It gets worse though. While with one hand the high-rollers, H. Lee Scott
among them, squeezed the American worker’s wages, the other hand was
reaching out with the tempting offer of credit. In fact, easy credit
became the American substitute for decent wages. Once you worked for
your money, but now you were supposed to /pay/ for it. Once you could
count on earning enough to save for a home. Now you’ll never earn that
much, but, as the lenders were saying – heh, heh—do we have a mortgage
for you!

Pay day loans, rent-to-buy furniture and exorbitant credit card interest
rates for the poor were just the beginning. In its May 21^st cover story
on “The Poverty Business,” Business Week documented the stampede, in the
just the last few years, to lend money to the people who could least
afford to pay the interest: Buy your dream home! Refinance your house!
Take on a car loan even if your credit rating sucks! /Financiamos a
Todos! /Somehow, no one bothered to figure out where the poor were going
to get the money to pay for all the money they were being offered.

Personally, I prefer my revolutions to be a little more pro-active.
There should be marches and rallies, banners and sit-ins, possibly a
nice color theme like red or orange. Certainly, there should be a vision
of what you intend to replace the bad old system with—European-style
social democracy, Latin American-style socialism, or how about just
American capitalism with some regulation thrown in?

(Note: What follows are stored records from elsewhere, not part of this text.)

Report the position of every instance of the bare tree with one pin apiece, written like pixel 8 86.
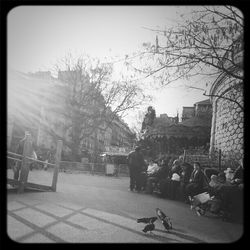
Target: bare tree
pixel 87 100
pixel 208 42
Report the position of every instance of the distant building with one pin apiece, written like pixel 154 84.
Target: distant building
pixel 46 101
pixel 227 133
pixel 168 135
pixel 200 109
pixel 187 113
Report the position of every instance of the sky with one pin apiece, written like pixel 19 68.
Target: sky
pixel 38 36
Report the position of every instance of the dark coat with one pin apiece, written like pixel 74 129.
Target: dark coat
pixel 136 161
pixel 197 178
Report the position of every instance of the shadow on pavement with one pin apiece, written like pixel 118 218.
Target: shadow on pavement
pixel 181 235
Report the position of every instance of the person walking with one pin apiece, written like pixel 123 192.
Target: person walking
pixel 19 150
pixel 196 181
pixel 136 165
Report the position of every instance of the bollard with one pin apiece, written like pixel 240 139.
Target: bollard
pixel 24 171
pixel 57 165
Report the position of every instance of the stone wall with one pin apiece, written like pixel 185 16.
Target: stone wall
pixel 227 122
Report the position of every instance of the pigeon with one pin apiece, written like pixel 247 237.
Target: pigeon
pixel 160 214
pixel 147 220
pixel 165 220
pixel 149 227
pixel 167 224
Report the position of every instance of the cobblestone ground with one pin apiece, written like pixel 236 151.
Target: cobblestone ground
pixel 99 209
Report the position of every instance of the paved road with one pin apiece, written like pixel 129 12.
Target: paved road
pixel 89 208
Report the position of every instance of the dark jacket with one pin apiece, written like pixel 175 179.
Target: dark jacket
pixel 187 171
pixel 238 173
pixel 136 161
pixel 197 178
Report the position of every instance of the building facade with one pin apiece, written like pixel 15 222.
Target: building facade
pixel 43 112
pixel 228 113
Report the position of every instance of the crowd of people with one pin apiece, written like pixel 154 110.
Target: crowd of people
pixel 178 180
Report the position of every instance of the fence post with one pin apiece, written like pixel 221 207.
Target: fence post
pixel 219 159
pixel 57 165
pixel 24 171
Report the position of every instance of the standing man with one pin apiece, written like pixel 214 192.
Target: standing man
pixel 136 165
pixel 19 150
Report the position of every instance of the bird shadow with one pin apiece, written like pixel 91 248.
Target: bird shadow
pixel 180 233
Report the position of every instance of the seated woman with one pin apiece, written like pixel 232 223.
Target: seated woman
pixel 155 173
pixel 187 170
pixel 195 185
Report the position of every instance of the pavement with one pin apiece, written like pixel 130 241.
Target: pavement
pixel 100 209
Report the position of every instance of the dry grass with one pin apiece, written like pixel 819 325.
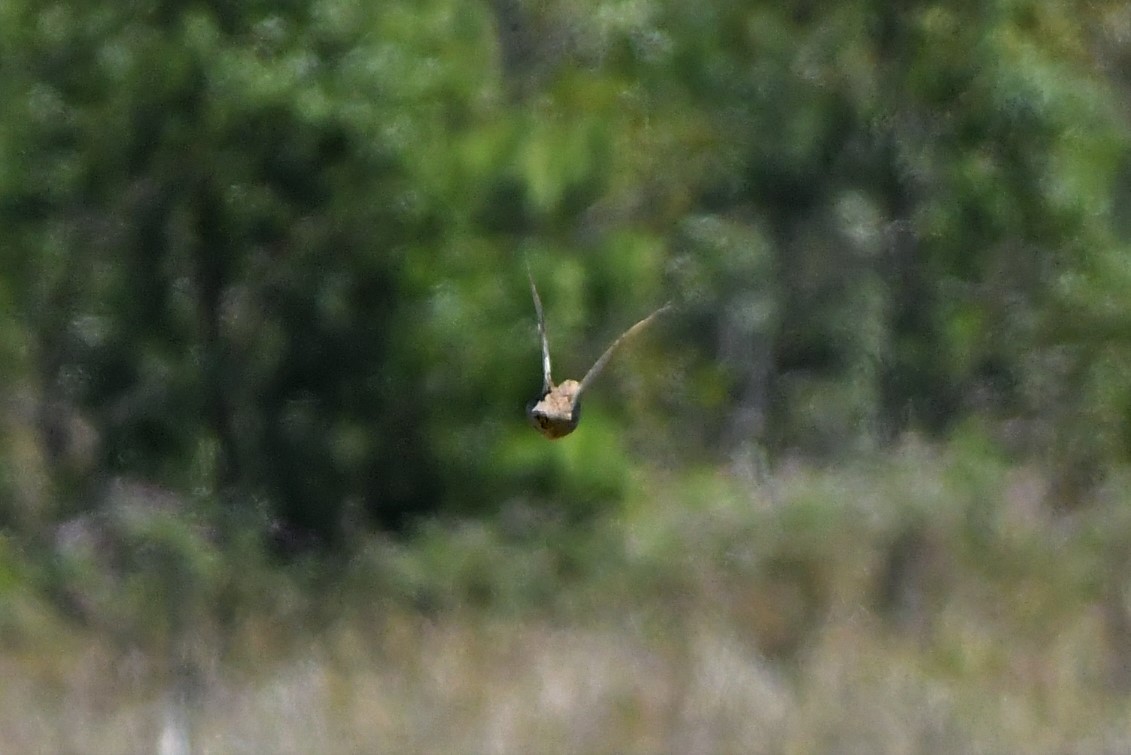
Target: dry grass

Global capitalism will survive the current credit crisis; already, the
government has rushed in to soothe the feverish markets. But in the long
term, a system that depends on extracting every last cent from the poor
cannot hope for a healthy prognosis. Who would have thought that
foreclosures in Stockton and Cleveland would roil the markets of London
and Shanghai? The poor have risen up and spoken; only it sounds less
like a shout of protest than a low, strangled, cry of pain.